I have to say that my first venture into knitting was a pair of socks, with very fine yarn (at 11 stitches per inch), and before I knew much. I followed the directions and it worked beautifully! I've been hooked since. I can do them cuff down or toe up or even sideways, singly or two-at-a-time; does that make me versatile? I love them because there is something new to do before I get bored with any one section!

hamimono's picture

Well said! After searching

Well said! After searching around and not finding any interesting men's sock patterns out there I realized that the key is to find a great BASIC pattern that one really enjoys and then do any stitch pattern that one wants on the top and leg of the sock.

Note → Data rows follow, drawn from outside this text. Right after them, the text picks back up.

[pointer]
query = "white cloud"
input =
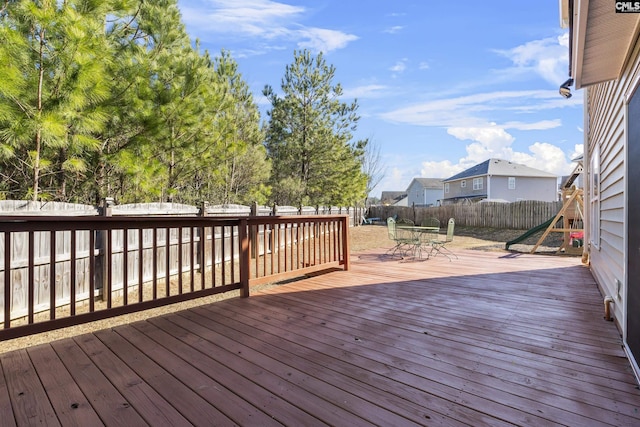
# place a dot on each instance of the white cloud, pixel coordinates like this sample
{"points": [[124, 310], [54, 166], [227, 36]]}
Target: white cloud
{"points": [[468, 110], [367, 91], [495, 142], [548, 58], [493, 137], [322, 40], [399, 66], [394, 29], [541, 125], [263, 20], [443, 169]]}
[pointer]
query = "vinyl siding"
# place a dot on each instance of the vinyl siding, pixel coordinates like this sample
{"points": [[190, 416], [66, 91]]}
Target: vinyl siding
{"points": [[527, 188], [605, 111], [455, 190]]}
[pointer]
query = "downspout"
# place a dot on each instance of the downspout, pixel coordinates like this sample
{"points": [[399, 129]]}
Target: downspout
{"points": [[608, 301]]}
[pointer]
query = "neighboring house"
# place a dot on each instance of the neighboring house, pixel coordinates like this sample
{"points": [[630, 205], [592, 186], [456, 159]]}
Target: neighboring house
{"points": [[605, 61], [424, 192], [500, 180], [390, 198], [576, 178]]}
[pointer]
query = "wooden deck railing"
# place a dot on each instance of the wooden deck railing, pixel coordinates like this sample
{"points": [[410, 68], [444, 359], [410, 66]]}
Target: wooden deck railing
{"points": [[61, 271]]}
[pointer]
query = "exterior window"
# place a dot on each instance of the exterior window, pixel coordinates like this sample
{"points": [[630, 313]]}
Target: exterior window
{"points": [[594, 186]]}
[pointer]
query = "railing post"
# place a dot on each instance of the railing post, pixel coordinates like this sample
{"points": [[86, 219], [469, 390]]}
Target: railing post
{"points": [[345, 243], [202, 258], [244, 258], [103, 238], [253, 232]]}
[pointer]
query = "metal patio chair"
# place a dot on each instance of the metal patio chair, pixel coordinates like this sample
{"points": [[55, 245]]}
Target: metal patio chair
{"points": [[438, 245], [404, 238]]}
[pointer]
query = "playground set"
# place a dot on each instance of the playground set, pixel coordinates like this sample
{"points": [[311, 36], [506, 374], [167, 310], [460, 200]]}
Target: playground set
{"points": [[569, 220]]}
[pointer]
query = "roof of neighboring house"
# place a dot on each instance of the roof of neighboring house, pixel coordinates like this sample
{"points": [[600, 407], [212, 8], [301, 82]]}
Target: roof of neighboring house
{"points": [[499, 167], [429, 183], [392, 195]]}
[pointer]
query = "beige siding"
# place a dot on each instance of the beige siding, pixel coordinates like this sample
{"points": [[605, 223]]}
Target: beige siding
{"points": [[605, 110]]}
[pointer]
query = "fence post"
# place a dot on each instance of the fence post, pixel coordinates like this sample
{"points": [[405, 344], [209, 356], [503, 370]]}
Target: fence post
{"points": [[103, 242]]}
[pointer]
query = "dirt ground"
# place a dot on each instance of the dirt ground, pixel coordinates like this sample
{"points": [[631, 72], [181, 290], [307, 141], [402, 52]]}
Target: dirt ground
{"points": [[487, 239], [362, 238]]}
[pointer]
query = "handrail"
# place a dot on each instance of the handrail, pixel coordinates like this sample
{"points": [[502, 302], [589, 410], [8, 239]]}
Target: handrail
{"points": [[61, 271]]}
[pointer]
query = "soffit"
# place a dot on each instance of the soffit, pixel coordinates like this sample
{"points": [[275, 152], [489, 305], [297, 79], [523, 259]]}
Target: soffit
{"points": [[601, 41]]}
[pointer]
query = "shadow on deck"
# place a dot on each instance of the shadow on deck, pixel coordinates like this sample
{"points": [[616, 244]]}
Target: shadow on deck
{"points": [[488, 339]]}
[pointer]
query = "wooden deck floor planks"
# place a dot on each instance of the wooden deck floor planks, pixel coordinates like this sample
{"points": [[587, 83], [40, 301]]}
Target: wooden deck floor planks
{"points": [[489, 339]]}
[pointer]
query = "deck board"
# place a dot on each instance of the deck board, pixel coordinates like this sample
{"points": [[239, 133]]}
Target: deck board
{"points": [[491, 339]]}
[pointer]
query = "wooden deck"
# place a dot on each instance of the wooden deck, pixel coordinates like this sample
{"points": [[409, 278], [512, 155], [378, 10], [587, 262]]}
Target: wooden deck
{"points": [[489, 339]]}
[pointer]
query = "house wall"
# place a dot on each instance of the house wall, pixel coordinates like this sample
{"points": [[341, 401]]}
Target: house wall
{"points": [[420, 196], [527, 188], [456, 190], [605, 117]]}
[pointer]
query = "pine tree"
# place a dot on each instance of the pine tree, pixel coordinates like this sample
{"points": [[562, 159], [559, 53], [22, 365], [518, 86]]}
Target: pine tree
{"points": [[308, 137], [51, 60]]}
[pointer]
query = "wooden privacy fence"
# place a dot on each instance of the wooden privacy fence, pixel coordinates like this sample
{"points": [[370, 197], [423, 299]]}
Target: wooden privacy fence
{"points": [[61, 271], [521, 215]]}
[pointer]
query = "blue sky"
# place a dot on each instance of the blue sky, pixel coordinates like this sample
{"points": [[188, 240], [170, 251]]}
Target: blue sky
{"points": [[441, 85]]}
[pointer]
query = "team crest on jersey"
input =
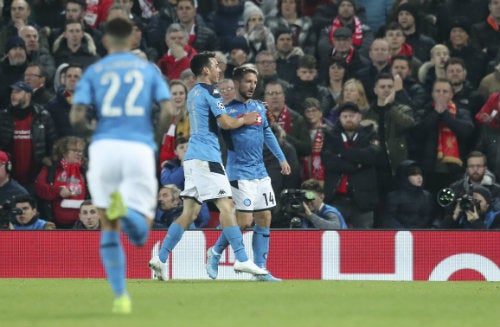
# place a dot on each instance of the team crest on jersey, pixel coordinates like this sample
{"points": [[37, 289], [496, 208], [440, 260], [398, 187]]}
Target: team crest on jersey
{"points": [[221, 105]]}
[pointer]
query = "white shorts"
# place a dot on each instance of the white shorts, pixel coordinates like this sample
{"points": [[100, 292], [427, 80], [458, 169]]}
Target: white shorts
{"points": [[123, 166], [205, 181], [253, 195]]}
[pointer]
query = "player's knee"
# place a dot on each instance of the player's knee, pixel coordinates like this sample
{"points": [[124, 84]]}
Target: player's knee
{"points": [[138, 239]]}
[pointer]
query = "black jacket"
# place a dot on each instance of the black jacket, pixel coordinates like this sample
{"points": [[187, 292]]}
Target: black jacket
{"points": [[408, 206], [357, 162], [42, 132], [427, 132]]}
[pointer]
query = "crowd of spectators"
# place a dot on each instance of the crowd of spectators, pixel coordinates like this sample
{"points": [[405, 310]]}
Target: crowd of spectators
{"points": [[378, 105]]}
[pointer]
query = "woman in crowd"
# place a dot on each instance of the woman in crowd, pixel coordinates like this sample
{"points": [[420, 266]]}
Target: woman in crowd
{"points": [[179, 125], [62, 184], [352, 91]]}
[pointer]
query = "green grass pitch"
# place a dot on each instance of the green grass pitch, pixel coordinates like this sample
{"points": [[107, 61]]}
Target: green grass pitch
{"points": [[87, 302]]}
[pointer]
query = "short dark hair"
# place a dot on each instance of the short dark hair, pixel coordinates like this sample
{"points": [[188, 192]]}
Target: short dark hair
{"points": [[402, 57], [383, 76], [180, 140], [455, 61], [81, 3], [476, 154], [43, 71], [25, 198], [240, 71], [200, 61], [442, 80], [119, 27], [393, 26], [72, 21], [311, 102], [87, 202], [307, 61]]}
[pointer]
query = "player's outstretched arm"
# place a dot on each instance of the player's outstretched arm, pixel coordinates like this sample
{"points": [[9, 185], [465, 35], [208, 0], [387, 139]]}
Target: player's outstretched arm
{"points": [[285, 168], [227, 122], [78, 119], [166, 113]]}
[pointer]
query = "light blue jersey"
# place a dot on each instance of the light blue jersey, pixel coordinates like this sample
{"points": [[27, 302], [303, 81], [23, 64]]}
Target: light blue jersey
{"points": [[245, 144], [205, 105], [123, 88]]}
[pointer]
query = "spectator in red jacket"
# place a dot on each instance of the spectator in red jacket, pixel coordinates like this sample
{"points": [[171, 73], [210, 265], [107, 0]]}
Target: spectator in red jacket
{"points": [[179, 53], [63, 183]]}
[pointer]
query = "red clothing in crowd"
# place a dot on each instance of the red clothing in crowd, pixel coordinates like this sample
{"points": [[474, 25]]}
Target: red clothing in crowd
{"points": [[172, 68]]}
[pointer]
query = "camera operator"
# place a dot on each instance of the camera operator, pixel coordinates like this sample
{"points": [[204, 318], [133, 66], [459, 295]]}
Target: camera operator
{"points": [[316, 213], [8, 186], [476, 173], [8, 189], [473, 212], [26, 215]]}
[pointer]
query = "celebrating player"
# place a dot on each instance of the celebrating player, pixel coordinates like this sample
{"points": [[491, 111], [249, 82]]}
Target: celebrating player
{"points": [[121, 174], [251, 185], [205, 176]]}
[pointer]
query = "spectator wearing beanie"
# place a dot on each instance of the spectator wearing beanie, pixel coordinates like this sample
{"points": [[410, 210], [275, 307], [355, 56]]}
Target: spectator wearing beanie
{"points": [[258, 36], [12, 67], [409, 205], [459, 44], [290, 17], [409, 19]]}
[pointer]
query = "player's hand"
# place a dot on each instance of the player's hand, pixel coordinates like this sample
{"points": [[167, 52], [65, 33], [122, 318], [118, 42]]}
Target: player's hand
{"points": [[250, 118], [390, 98], [441, 105], [65, 192], [177, 51], [307, 210], [285, 168], [398, 83]]}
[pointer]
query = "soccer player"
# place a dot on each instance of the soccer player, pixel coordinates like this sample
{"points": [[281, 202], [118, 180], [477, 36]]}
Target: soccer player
{"points": [[251, 186], [121, 175], [205, 176]]}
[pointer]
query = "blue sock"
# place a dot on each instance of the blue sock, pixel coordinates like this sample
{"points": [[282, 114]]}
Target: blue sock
{"points": [[260, 245], [136, 228], [113, 260], [173, 237], [234, 236], [221, 244]]}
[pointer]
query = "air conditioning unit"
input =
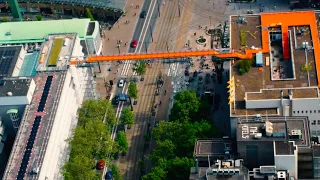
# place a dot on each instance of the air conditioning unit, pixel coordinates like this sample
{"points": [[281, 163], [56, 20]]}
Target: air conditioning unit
{"points": [[258, 135], [281, 175], [296, 132]]}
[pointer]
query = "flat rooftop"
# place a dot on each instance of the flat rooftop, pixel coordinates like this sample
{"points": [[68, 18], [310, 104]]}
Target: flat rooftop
{"points": [[30, 144], [316, 151], [284, 148], [282, 129], [36, 31], [8, 59], [14, 86], [212, 147], [277, 73], [56, 52]]}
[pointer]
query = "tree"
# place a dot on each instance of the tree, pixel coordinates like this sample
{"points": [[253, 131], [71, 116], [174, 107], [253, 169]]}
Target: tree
{"points": [[97, 109], [185, 106], [122, 142], [140, 67], [179, 168], [91, 140], [156, 173], [4, 20], [127, 117], [39, 17], [116, 173], [165, 149], [133, 90], [88, 14], [244, 66]]}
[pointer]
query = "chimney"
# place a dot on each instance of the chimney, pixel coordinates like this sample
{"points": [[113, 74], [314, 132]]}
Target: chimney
{"points": [[197, 166], [290, 93], [281, 97]]}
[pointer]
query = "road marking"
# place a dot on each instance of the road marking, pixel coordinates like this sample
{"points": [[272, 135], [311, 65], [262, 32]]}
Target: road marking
{"points": [[144, 30]]}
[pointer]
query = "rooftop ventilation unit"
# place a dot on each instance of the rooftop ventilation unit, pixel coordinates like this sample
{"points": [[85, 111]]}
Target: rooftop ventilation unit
{"points": [[281, 175], [296, 134], [258, 135], [269, 128], [2, 82], [258, 117]]}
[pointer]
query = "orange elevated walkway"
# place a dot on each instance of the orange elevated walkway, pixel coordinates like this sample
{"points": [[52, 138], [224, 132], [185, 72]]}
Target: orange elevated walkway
{"points": [[164, 55], [287, 19], [285, 42]]}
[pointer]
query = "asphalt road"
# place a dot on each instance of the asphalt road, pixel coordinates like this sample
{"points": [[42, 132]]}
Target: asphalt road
{"points": [[144, 38]]}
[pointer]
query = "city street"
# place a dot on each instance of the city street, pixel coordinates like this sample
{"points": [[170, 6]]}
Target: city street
{"points": [[176, 27]]}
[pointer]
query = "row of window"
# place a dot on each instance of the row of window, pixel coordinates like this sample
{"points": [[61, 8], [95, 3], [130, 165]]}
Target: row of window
{"points": [[307, 111], [315, 121]]}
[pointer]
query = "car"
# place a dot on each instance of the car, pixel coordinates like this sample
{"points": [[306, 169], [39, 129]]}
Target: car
{"points": [[100, 164], [121, 83], [134, 43], [143, 14]]}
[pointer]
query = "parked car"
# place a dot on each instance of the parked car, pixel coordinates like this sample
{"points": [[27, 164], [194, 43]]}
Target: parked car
{"points": [[134, 43], [143, 14], [100, 164], [121, 83]]}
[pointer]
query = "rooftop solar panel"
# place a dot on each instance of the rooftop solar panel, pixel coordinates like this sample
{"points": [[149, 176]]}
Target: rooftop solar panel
{"points": [[27, 152], [44, 95]]}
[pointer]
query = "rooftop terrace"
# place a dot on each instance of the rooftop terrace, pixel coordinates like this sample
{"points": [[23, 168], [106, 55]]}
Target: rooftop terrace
{"points": [[282, 129], [32, 138], [110, 4], [14, 86], [212, 147], [277, 73], [8, 59], [36, 31]]}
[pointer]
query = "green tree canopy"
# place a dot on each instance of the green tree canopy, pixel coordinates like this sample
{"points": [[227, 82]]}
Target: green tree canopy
{"points": [[116, 173], [165, 149], [91, 140], [186, 104], [4, 20], [179, 168], [127, 117], [133, 90], [157, 173], [140, 67], [88, 14], [39, 17], [122, 142], [93, 109], [244, 66]]}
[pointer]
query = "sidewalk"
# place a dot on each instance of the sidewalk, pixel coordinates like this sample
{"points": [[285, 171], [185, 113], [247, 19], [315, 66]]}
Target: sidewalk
{"points": [[122, 30]]}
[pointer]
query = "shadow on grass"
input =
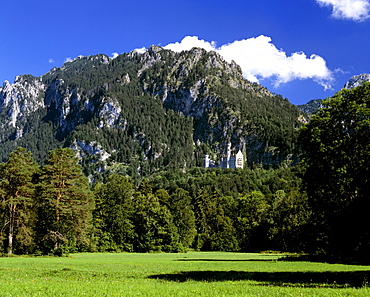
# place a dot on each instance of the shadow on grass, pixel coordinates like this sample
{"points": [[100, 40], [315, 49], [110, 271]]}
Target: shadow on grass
{"points": [[323, 259], [227, 260], [340, 279]]}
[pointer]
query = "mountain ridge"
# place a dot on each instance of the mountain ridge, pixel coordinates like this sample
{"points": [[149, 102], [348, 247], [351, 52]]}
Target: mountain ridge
{"points": [[169, 108]]}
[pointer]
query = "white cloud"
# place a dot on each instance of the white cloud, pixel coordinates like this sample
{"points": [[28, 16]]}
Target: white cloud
{"points": [[189, 42], [260, 59], [140, 50], [357, 10]]}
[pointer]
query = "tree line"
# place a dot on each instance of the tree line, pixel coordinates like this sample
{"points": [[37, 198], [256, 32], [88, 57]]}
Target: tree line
{"points": [[319, 206], [52, 209]]}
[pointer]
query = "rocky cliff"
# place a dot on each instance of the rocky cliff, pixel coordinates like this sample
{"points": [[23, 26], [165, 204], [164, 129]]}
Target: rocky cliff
{"points": [[147, 110]]}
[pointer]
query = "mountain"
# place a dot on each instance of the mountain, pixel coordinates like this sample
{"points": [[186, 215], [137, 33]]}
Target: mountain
{"points": [[356, 81], [140, 112]]}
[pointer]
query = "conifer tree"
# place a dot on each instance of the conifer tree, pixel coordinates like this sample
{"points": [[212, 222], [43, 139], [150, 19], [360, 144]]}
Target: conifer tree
{"points": [[17, 199], [66, 203]]}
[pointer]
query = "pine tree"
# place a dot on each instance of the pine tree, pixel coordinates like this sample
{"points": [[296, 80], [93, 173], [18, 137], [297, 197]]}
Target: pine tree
{"points": [[66, 203], [17, 191]]}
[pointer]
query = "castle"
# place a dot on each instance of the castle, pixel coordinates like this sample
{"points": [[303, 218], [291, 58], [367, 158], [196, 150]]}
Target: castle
{"points": [[232, 161]]}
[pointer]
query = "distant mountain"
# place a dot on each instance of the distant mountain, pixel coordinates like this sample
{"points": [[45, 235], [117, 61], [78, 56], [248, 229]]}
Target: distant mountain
{"points": [[356, 81], [140, 112]]}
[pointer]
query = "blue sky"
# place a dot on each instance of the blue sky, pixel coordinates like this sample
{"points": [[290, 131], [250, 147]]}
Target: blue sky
{"points": [[303, 50]]}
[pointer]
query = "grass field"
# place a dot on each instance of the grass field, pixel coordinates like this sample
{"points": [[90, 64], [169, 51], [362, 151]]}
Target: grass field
{"points": [[190, 274]]}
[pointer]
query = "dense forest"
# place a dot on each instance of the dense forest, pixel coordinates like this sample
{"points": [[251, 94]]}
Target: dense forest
{"points": [[144, 112], [105, 155], [53, 210]]}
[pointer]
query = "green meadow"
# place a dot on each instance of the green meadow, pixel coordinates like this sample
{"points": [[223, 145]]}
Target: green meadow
{"points": [[189, 274]]}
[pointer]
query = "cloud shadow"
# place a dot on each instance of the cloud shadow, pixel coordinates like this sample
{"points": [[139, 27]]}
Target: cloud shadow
{"points": [[340, 279]]}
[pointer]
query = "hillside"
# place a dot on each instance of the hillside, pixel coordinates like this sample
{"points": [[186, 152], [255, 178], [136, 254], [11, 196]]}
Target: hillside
{"points": [[140, 112]]}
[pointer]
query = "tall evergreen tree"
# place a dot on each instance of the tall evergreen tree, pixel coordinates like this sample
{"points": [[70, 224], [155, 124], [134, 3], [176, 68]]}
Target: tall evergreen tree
{"points": [[17, 194], [336, 150], [66, 203], [114, 212]]}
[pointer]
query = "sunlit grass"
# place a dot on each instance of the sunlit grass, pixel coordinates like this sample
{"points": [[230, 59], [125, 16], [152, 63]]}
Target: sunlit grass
{"points": [[190, 274]]}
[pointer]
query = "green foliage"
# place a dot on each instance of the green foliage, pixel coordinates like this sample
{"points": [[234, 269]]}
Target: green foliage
{"points": [[65, 203], [337, 156], [17, 201], [114, 213]]}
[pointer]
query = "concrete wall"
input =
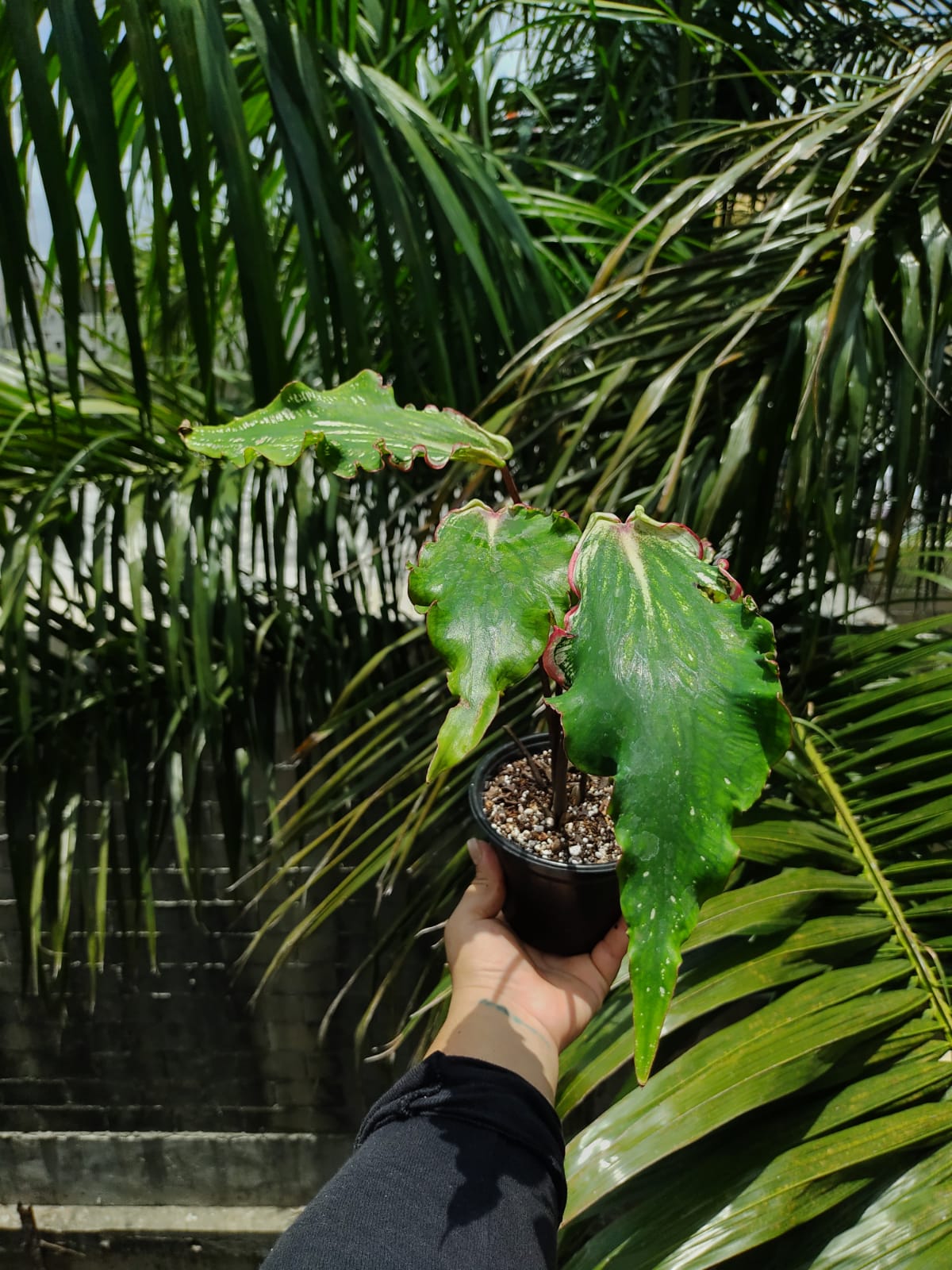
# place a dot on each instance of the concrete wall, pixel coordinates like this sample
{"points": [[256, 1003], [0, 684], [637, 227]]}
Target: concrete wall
{"points": [[171, 1089]]}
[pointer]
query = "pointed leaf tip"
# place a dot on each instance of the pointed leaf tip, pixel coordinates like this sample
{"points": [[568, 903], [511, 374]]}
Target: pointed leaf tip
{"points": [[492, 582], [355, 425], [678, 698]]}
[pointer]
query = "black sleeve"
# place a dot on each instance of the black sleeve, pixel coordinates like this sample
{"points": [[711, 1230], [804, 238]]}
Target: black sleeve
{"points": [[459, 1168]]}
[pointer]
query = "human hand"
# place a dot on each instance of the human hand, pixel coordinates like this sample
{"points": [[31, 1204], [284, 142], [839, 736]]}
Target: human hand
{"points": [[513, 1005]]}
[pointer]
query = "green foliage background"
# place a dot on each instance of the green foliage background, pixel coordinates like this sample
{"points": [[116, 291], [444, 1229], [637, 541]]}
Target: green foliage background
{"points": [[692, 257]]}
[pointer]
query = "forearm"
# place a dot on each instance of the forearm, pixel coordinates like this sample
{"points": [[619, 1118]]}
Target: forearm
{"points": [[493, 1032]]}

Freed me to make socks that reflected my version of the "male aesthetic."

(I have a bit of a bee in my bonnet about the various books out there that claim to be "what men want" and then all the "designs" are unbelievably boring and funereal . . . I'm not looking for Flaming Flamingo-colored yarn with vaginal rosebud motifs repeating in the delicate lace [although no disrespect if that's your thing!!] . . . but I do want something with a bit of refined interest, flair, and modern contrasts of unexpected texture or color . . . it's just not out there much for admittedly metrosexual guys like me. . .)

CLABBERS's picture

Thanks for mentioning the

Thanks for mentioning the tomato heel and the partridge stitch. I had not heard of either as I am new to socks. I just watched a couple videos on them and they are both fun.